Judicial attention is a scarce resource. The National Crime Records Bureau recorded 6,450 dowry deaths in 2022, with a conviction in only 11 to 17 percent of cases. The court is entitled to state one. The selection criterion in this record is temporal rather than legal. Galanter and Ram close their chapter with a question. They questioned whether the suo motu was “an example of the effective use of a scarce resource of judicial attention.” The seven years since they were written have not yielded an easier answer.

None of this negates the seriousness of the Twisha Sharma matter. The accused’s mother is a retired judge. The husband is a lawyer. The family of the deceased has reason to fear the local proximity. The constitutional answer to this fear is an independent investigation under judicial supervision, conducted quickly. However, the court disposed of the matter on the very first day after taking cognizance of the “narrative” in the media that a fair investigation was denied due to the involvement of the judiciary.

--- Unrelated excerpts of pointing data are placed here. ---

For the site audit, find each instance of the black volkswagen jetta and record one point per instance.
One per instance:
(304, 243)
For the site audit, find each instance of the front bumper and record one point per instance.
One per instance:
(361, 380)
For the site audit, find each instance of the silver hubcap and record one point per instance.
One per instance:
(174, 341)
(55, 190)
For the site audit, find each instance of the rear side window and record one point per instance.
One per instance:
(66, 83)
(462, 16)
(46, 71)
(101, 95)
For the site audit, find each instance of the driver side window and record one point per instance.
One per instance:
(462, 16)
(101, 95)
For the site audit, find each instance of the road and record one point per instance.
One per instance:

The chain that Jahangir hung was an antidote to irresponsible bureaucracy. The Supreme Court is now the bureaucracy. Every telecast is a sound he makes to call attention to a failure he has the power and constitutional duty to correct. As long as the harder of his two paths is not followed with energy now devoted to the easier, the chain will continue to ring. The courts under him will continue to work.